Ensure the Roy OS VNet subnet can reach the Azure OpenAI endpoint. Options: private endpoint (recommended), or public endpoint with IP allowlisting restricted to your VNet's NAT gateway IP.
From the Azure OpenAI resource → Keys and Endpoint. Add to Key Vault:
| Secret Name | Value |
|---|---|
AZURE-OPENAI-API-KEY | API key (Key 1 or Key 2) |
AZURE-OPENAI-ENDPOINT | Endpoint URL (e.g., https://your-resource.openai.azure.com) |
Share the chat completions deployment name and embeddings deployment name with Roy AI during onboarding. Roy OS is configured to use your specific deployments.
Roy AI runs a connectivity test: retrieves the API key from Key Vault, sends a test prompt to the chat completions endpoint, and verifies a valid response.
| Environment | Recommended | Notes |
|---|---|---|
| Staging / UAT | Pay-as-you-go or shared PTU | Lower priority. Sufficient for integration testing. |
| Production | Dedicated PTU | Guaranteed throughput for concurrent meeting workload. Size based on expected concurrent meetings × average tokens per meeting cycle. |
| Action | How |
|---|---|
| Revoke access | Regenerate API keys in the Azure OpenAI resource. Roy OS cannot make LLM calls until the new key is updated in Key Vault. |
| Monitor usage | Azure OpenAI resource metrics in the Azure portal: tokens consumed, request count, latency, errors. |
| Change model version | Update the deployment in Azure OpenAI Studio. No Roy OS configuration change needed if the deployment name stays the same. |
| Scale capacity | Adjust PTU allocation in Azure portal.

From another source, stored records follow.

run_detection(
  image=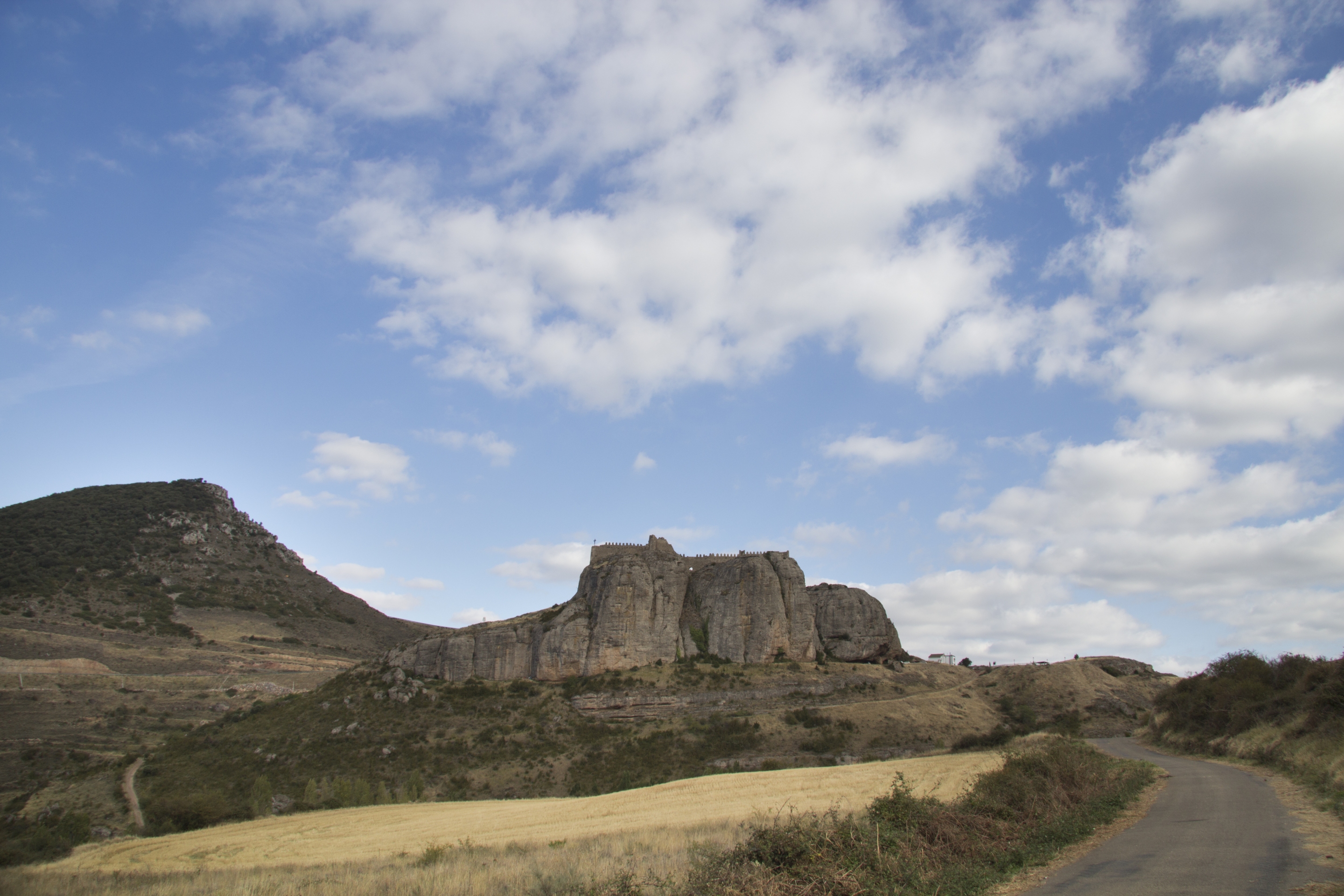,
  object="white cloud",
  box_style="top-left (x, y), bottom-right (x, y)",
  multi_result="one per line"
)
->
top-left (855, 568), bottom-right (1162, 664)
top-left (1064, 69), bottom-right (1344, 448)
top-left (449, 607), bottom-right (500, 626)
top-left (304, 433), bottom-right (410, 501)
top-left (319, 563), bottom-right (387, 581)
top-left (398, 579), bottom-right (443, 591)
top-left (490, 541), bottom-right (591, 587)
top-left (275, 489), bottom-right (359, 511)
top-left (130, 308), bottom-right (210, 337)
top-left (985, 433), bottom-right (1050, 454)
top-left (939, 441), bottom-right (1344, 642)
top-left (70, 330), bottom-right (116, 349)
top-left (417, 430), bottom-right (518, 466)
top-left (821, 433), bottom-right (957, 470)
top-left (343, 588), bottom-right (420, 613)
top-left (195, 0), bottom-right (1142, 411)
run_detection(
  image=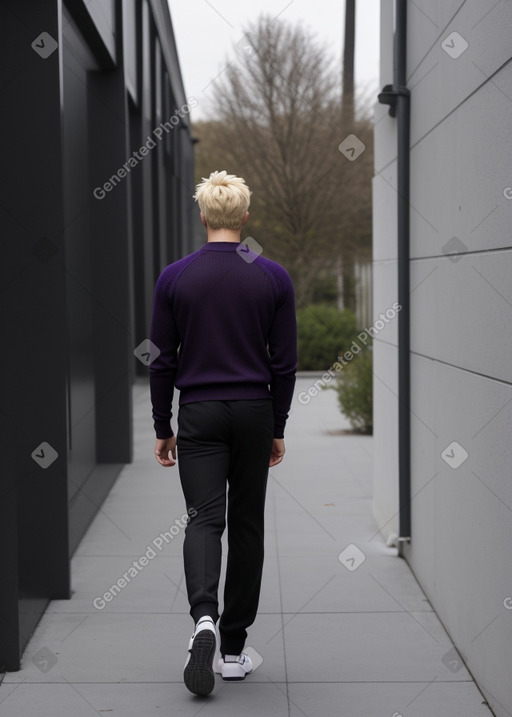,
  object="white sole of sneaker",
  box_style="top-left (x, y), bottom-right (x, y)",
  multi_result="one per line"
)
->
top-left (220, 662), bottom-right (252, 682)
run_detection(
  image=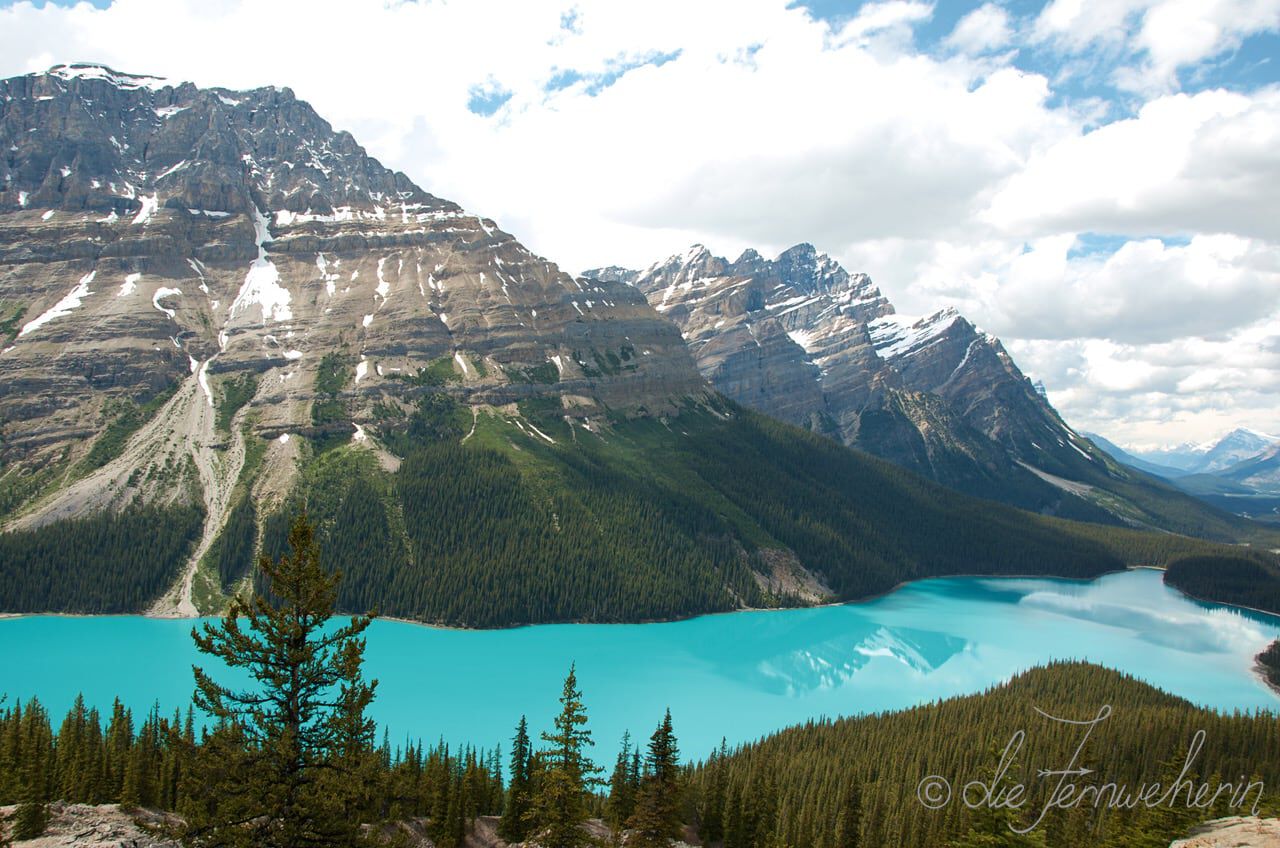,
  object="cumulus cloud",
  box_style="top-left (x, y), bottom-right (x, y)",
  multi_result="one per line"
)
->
top-left (1033, 0), bottom-right (1280, 92)
top-left (0, 0), bottom-right (1280, 441)
top-left (986, 88), bottom-right (1280, 240)
top-left (946, 3), bottom-right (1014, 55)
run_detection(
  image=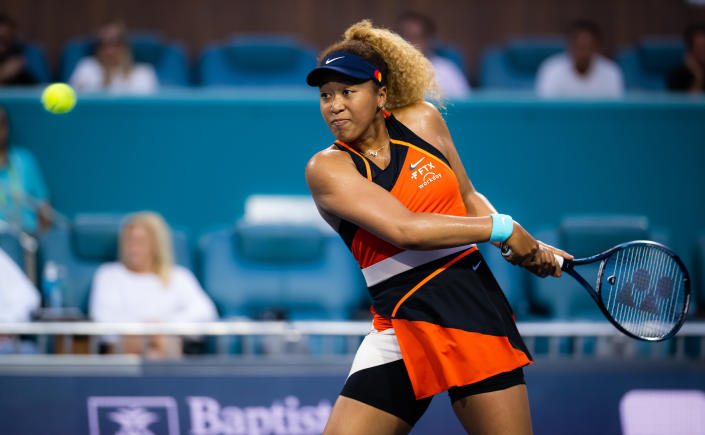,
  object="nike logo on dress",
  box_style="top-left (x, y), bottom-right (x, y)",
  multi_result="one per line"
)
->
top-left (409, 157), bottom-right (426, 171)
top-left (326, 56), bottom-right (345, 65)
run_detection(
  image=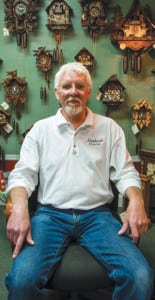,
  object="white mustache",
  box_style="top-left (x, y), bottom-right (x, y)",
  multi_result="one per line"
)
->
top-left (66, 97), bottom-right (83, 105)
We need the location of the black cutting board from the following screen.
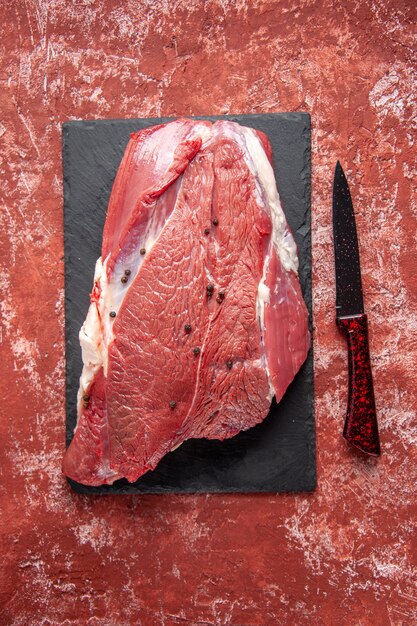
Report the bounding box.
[62,113,316,494]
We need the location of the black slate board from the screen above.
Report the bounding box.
[62,113,316,494]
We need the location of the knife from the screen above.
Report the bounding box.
[333,161,380,456]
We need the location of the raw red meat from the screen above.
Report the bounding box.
[63,119,310,485]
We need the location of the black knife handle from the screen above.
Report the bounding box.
[336,313,381,456]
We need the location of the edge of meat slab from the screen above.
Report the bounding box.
[63,119,310,485]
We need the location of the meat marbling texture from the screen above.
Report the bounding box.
[63,119,310,485]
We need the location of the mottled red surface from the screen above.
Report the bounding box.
[0,0,417,626]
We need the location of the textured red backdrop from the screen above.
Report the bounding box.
[0,0,417,626]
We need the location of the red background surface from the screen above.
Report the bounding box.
[0,0,417,626]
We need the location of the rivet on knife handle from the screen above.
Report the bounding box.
[337,313,380,456]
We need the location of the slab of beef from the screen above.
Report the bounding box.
[63,119,310,485]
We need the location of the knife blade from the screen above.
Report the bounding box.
[333,161,381,456]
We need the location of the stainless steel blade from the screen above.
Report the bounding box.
[333,161,364,317]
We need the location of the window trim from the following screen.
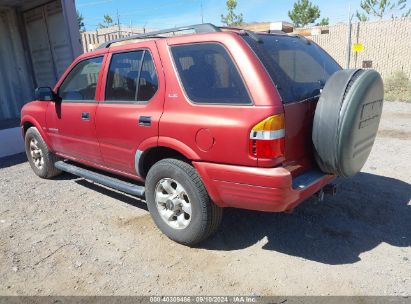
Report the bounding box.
[57,54,106,103]
[101,47,160,105]
[168,41,254,107]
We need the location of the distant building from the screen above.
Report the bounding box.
[0,0,82,157]
[81,25,153,53]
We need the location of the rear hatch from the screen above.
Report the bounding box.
[243,34,341,175]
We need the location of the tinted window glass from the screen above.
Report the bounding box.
[171,43,251,104]
[137,52,158,101]
[59,57,103,100]
[244,35,341,103]
[106,51,158,101]
[106,51,144,101]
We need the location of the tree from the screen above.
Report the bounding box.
[316,17,330,26]
[288,0,320,27]
[98,15,115,28]
[357,0,411,21]
[76,11,86,32]
[221,0,243,26]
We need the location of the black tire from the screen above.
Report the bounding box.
[312,69,384,177]
[146,159,223,246]
[24,127,61,178]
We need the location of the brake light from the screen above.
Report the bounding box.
[250,114,285,158]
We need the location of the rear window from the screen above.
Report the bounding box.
[243,35,341,103]
[171,43,251,104]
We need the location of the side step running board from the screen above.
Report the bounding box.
[54,161,145,197]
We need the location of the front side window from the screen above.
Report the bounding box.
[106,50,158,102]
[58,57,103,101]
[171,43,251,104]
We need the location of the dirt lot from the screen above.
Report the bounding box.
[0,103,411,295]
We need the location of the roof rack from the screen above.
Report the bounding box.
[97,23,221,49]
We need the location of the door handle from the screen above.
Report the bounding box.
[138,116,151,127]
[81,112,90,120]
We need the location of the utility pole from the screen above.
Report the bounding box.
[200,0,204,23]
[117,9,121,37]
[345,5,353,69]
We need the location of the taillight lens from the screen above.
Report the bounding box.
[250,114,285,158]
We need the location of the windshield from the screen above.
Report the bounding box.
[243,34,341,103]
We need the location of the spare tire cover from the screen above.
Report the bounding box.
[312,69,384,177]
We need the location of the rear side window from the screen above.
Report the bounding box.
[106,50,158,102]
[171,43,251,104]
[243,35,341,103]
[58,57,103,101]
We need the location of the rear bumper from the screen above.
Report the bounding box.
[193,162,335,212]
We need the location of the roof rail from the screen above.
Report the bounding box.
[97,23,221,49]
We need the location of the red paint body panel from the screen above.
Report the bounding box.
[157,33,283,166]
[22,32,334,212]
[96,41,165,174]
[193,162,335,212]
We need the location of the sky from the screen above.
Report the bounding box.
[76,0,376,30]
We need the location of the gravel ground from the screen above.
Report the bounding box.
[0,103,411,295]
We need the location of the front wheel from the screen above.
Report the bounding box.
[146,159,223,245]
[24,127,61,178]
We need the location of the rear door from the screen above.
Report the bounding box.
[46,55,104,164]
[96,41,165,175]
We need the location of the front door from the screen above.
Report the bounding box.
[96,41,165,175]
[46,56,104,164]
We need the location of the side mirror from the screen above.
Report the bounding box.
[34,87,59,101]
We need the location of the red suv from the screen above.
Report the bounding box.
[21,24,383,245]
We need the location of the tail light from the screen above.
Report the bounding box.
[250,114,285,158]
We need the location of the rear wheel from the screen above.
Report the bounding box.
[146,159,223,245]
[25,127,61,178]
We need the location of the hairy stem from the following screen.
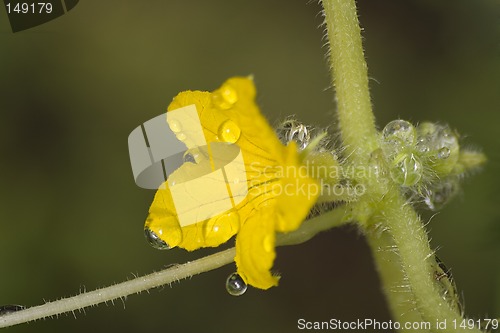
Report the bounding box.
[367,193,481,333]
[0,208,344,328]
[322,0,377,161]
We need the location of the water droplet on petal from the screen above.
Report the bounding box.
[438,147,451,160]
[175,132,186,141]
[204,211,240,244]
[0,304,26,316]
[168,119,182,133]
[263,235,274,252]
[182,151,196,164]
[217,119,241,143]
[212,84,238,110]
[144,228,170,250]
[226,273,247,296]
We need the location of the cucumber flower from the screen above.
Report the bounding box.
[145,77,319,289]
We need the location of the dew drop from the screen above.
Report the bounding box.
[226,273,247,296]
[204,211,240,240]
[168,119,182,133]
[212,84,238,110]
[438,147,451,160]
[391,154,423,186]
[144,228,170,250]
[276,118,311,150]
[263,235,274,252]
[217,119,241,143]
[0,304,26,316]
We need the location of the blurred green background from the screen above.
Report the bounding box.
[0,0,500,333]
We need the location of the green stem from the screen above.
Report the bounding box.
[322,0,377,160]
[0,208,344,328]
[365,192,481,333]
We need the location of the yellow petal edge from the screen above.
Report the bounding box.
[145,77,319,289]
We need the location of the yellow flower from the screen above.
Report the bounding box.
[145,77,318,289]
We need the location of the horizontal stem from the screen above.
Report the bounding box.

No Roy AI involvement required. |
| Content filtering | Azure OpenAI content filtering is enabled by default. Configure per your organization's policies in Azure OpenAI Studio. |
No. Azure OpenAI does not use customer data for model training. This is governed by Microsoft's data processing terms per your enterprise agreement.
No. The Azure OpenAI PTU runs within your subscription. Roy OS connects to it via VNet-internal routing. No prompt or completion data traverses the public internet.
Prompts include: recent transcript excerpts relevant to the current query, the user's question, memory context (RBAC-filtered institutional and personal facts), and tool definitions. Roy OS does not send bulk transcripts — only contextually relevant segments.
Roy OS logs tool call names and durations (never raw prompt content) to Azure Log Analytics. For full request/response auditing, enable Azure OpenAI diagnostic logging on the resource — this is a standard Azure feature you control.